眠れない苦しみを抱えたままの患者さんを見送るのは、一人の医師として忍びない思いです。終末期が近付くとせん妄のリスクが上がることが分かっているので、できるだけ穏やかな状態をキープできるように介入することが大切だと思っています。 在宅の患者さんの心拍数や呼吸数、活動量が分かる「眠りSCAN」を活用すれば、患者さんの生活がリズム良く保たれているかどうかを判断する情報が得られるでしょう。誰にでも分かりやすくデータが視覚的に表現されていますから、医師だけでなく看護師やヘルパーなど様々な職種が「眠りSCAN」のデータを活用するようになるといいですね。
――最後に、睡眠というテーマに興味を持った医療職の皆さんへメッセージをお願いします。
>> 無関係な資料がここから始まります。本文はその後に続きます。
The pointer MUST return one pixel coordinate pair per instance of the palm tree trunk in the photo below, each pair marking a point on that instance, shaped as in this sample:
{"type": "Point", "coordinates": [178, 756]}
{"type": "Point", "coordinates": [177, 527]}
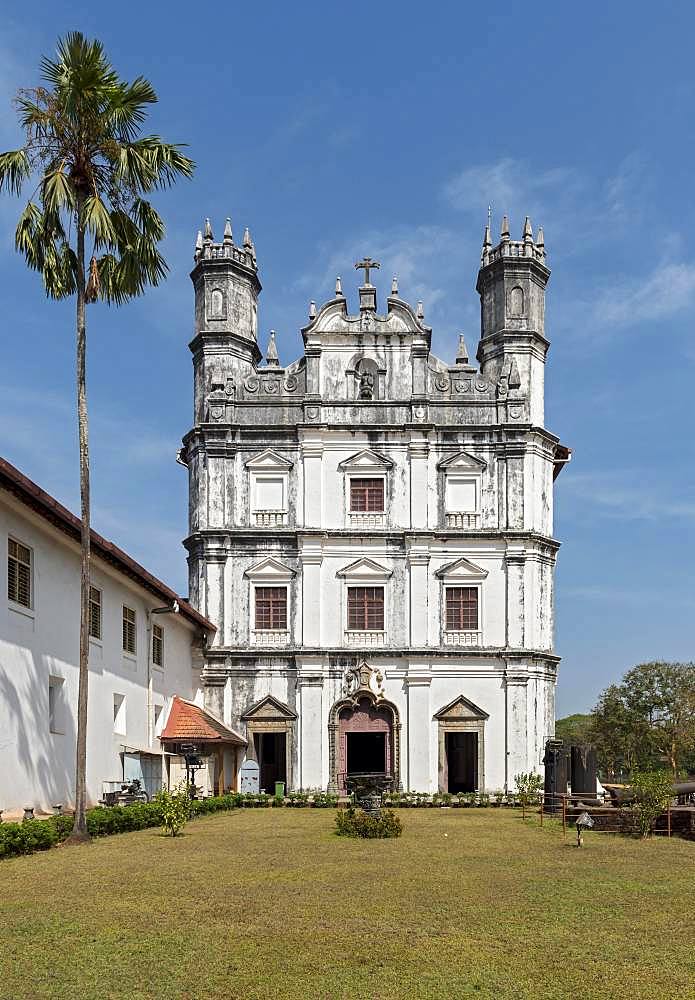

患者さんのバイタルサインやADLは、従来も診療やケアの指標として扱われてきました。睡眠の状態も、客観的なデータが収集可能になった今、それらに匹敵するような重要項目になったといえます。患者さんの全体像をとらえようとしたとき、その根源的な営みである睡眠を見逃すことはできません。本人に対してより良い診療を実現するためにも、ご家族をサポートするためにも、医療従事者の皆さんにはもっと睡眠のことに目を向けてほしいと思っています。
※お客様の使用経験に基づく記載です。